The Oregon Health Authority (OHA) has been providing financial support to Medicaid members by covering the full treatment costs of their Hepatitis C medications. This is only possible through their risk corridor for Hepatitis C medications, which entails extensive case management. PacificSource Community Solutions and its members are included in this benefit, since it translates to enhanced care for our patients. However, to continue receiving support, health plans need to follow OHA’s rules for case management.
OHA’s rules are as follows:
- Adequate access to prescribers and treatment without unreasonable delay
- Expectation that a care management team, or case manager, is assigned to the member for the duration of the treatment and will evaluate if additional support is required
- Check on appropriate billing (e.g. churn or switch to TPL, quantity, and NDC included on medical claims)

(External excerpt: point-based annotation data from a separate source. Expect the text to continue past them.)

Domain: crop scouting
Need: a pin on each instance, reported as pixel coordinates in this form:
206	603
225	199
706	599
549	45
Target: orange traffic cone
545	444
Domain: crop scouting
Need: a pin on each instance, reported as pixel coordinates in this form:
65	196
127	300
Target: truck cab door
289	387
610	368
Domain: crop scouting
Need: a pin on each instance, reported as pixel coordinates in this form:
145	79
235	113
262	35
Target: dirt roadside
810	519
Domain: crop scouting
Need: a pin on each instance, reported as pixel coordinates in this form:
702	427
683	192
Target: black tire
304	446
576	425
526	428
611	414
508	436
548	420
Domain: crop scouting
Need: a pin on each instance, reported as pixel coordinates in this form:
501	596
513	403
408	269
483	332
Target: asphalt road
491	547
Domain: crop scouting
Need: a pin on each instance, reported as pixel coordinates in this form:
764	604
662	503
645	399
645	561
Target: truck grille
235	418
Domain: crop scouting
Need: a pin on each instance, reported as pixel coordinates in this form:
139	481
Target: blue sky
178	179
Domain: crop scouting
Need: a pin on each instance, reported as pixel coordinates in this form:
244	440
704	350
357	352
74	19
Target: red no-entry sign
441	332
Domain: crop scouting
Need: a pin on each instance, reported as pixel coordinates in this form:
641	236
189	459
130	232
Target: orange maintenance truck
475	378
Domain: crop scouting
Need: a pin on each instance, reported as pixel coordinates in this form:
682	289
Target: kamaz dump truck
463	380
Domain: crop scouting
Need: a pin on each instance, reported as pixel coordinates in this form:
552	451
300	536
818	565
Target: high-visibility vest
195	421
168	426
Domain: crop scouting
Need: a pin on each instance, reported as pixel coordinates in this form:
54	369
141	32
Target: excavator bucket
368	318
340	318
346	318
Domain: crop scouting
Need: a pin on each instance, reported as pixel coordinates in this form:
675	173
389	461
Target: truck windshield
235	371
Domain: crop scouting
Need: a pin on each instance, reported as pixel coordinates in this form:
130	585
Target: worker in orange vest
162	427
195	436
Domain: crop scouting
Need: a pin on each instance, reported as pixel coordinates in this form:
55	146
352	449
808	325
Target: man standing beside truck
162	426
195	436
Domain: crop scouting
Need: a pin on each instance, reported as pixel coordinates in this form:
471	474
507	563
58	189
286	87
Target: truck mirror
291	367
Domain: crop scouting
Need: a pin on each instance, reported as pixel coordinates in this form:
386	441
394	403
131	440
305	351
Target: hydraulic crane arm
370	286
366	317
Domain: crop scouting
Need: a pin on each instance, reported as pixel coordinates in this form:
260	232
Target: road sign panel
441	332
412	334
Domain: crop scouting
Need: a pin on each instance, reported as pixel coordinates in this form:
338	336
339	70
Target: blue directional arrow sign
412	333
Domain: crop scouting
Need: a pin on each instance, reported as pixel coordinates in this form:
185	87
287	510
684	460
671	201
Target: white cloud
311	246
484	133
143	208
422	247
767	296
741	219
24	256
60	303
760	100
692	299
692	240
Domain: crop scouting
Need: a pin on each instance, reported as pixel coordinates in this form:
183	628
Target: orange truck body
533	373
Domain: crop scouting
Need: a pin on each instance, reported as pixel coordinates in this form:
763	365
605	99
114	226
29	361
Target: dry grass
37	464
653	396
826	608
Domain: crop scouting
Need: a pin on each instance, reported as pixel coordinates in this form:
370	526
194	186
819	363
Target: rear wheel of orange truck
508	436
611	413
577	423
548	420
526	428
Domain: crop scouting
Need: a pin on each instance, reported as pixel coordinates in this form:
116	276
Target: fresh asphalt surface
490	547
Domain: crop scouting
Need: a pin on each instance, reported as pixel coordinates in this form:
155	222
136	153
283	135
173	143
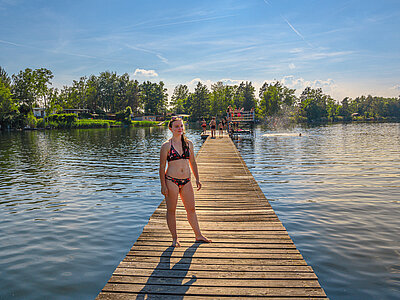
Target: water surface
337	191
73	203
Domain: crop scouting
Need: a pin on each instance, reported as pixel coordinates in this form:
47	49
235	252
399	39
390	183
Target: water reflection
72	202
336	190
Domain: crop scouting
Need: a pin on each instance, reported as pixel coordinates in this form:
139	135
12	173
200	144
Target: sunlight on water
337	189
73	203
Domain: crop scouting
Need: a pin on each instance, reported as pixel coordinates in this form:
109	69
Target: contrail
191	21
47	50
290	25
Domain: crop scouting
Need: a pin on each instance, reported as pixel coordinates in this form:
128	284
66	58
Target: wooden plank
251	255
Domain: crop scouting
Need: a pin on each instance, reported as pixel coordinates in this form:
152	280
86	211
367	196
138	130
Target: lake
73	203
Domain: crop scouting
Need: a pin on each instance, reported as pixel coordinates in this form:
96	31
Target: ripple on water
337	195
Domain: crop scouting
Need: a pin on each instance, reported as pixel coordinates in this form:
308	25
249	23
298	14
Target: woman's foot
202	238
175	243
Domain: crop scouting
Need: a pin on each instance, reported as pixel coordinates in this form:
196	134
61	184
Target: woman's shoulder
166	144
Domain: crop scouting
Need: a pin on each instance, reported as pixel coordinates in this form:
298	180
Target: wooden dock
251	255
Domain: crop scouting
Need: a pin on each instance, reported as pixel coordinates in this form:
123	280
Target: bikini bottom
179	182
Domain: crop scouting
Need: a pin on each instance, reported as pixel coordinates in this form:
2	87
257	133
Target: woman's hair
185	144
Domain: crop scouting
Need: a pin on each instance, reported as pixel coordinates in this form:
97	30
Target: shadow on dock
169	281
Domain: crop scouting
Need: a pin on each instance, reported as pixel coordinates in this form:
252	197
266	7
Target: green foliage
62	120
111	93
125	116
144	123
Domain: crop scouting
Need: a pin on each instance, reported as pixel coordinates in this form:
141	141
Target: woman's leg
172	201
187	196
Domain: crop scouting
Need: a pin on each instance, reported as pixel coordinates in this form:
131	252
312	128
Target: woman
204	125
179	153
221	128
213	125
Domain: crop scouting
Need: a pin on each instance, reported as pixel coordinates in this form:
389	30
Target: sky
347	48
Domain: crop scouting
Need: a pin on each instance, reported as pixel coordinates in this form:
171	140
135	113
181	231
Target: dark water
73	202
337	191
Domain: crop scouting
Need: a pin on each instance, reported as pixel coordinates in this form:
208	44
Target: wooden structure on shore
251	255
240	122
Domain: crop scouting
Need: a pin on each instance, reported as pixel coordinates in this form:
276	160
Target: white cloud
300	84
145	73
396	87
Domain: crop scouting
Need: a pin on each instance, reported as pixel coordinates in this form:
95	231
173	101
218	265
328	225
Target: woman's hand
164	190
198	184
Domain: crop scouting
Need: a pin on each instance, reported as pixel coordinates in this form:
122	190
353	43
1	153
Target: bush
62	120
85	115
40	123
31	120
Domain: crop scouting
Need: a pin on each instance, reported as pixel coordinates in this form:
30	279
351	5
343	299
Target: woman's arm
163	162
193	166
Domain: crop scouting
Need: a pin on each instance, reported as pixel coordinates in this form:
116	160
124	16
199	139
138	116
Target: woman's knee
191	210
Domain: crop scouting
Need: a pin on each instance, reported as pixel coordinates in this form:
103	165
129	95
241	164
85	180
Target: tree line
112	93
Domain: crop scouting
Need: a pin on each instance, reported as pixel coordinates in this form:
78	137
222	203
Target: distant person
178	152
213	127
204	125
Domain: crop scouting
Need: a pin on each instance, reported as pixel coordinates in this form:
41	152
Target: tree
315	105
249	100
5	78
8	110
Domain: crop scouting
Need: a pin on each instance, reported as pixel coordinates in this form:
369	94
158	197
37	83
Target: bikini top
174	155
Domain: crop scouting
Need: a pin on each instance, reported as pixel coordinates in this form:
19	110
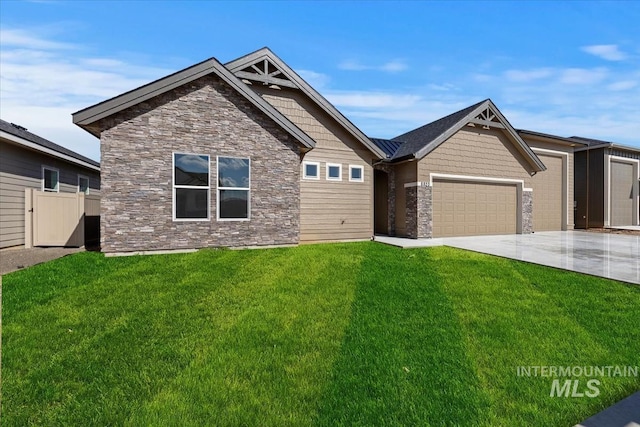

- Medication Reconciliation; Check on drug-drug interactions
- Coordinate with patient, PCP, prescriber, and pharmacy regarding treatment
- Prevent gaps in medication supply and ensure refills are accessed in timely fashion
- Contact the patient prior to initiating treatment and as frequently as needed to ensure compliance, access to refills, and collection of 12 week SVR
- Ensure compliance with viral load testing and reporting:
- 12 weeks post-completion SVR
- 24-week post-treatment completion is strongly recommended to confirm the value of DAA medications to prevent relapse
- Provide education for patient and PCP as needed
- Warm hand-off documented in case of eligibility/enrollment changes (churn)
- Transition to complex or chronic illness case management, if needed
As a healthcare provider, you can contribute to your patient’s success with their Hepatitis C treatment by ordering their viral load 12 and 24 weeks post-treatment. PacificSource Community Solutions appreciates your continued support in helping our members achieve better outcomes.